Over the past thirty years, 75 percent of stressful events have followed this pathway of slow warming and protective stress. But warmer oceans would cut that marathon training period drastically, with less than a quarter of future events allowing coral to prepare for bleaching.

“That annual repeat, it doesn't allow corals to recover.”

Co-author Scott Heron, a physical oceanographer with the National Oceanic and Atmospheric Administration's Coral Reef Watch, said without this pre-conditioning, past bleaching events would have been "much more severe."

"A healthy person is going to be better able to survive exposure to some illness than some person who's health level is reduced," he said, referring to coral's natural ability to prepare for bleaching. "The disheartening thing is that our model shows that in the future the proportion of events with that protective [warming period] will be reduced."

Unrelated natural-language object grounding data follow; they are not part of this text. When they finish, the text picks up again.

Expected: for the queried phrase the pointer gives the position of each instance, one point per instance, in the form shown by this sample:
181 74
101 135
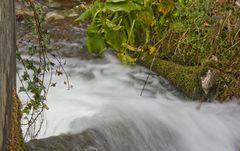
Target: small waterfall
104 112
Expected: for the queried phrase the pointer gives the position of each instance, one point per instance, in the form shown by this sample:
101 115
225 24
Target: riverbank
204 39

Coral becomes bleached due to environmental stress, caused primarily by warmer oceans. The colorful algae that feed the coral abandon the formations during these heat waves, leaving them ghostly white. If temperatures decrease, the algae can return and coral can recover. But during severe bleaching, the episodes can be fatal.

That's exactly what's happening on the Great Barrier Reef, which scientists say is suffering from the region's worst bleaching event in recorded history. Around 95 percent of individual reefs in the most pristine area of the ecosystem showed signs of severe bleaching during a recent National Coral Bleaching Taskforce survey.

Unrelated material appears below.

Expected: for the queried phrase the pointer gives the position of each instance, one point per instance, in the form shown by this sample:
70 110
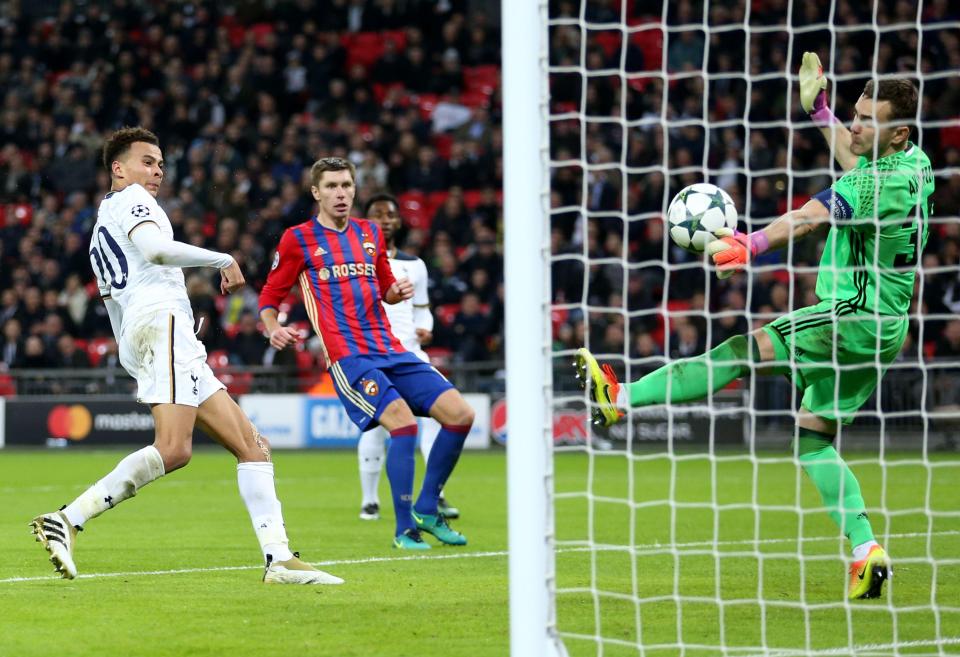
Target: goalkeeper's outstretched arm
813 99
733 252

Heron said despite the severity of the event, it has followed the pattern of pre-warmth that should allow the coral to resist the worst effects of bleaching.

But as oceans warm, bleaching events will become more frequent and severe, effectively forcing biomes like the Great Barrier Reef to effectively run the equivalent of a marathon without any training, again and again.

"We've seen places where they've had bleaching, back-to-back, year-after-year," Heron said, pointing to the ongoing global bleaching event threatening reefs in the Caribbean and Hawaii. "That annual repeat, it doesn't allow corals to recover."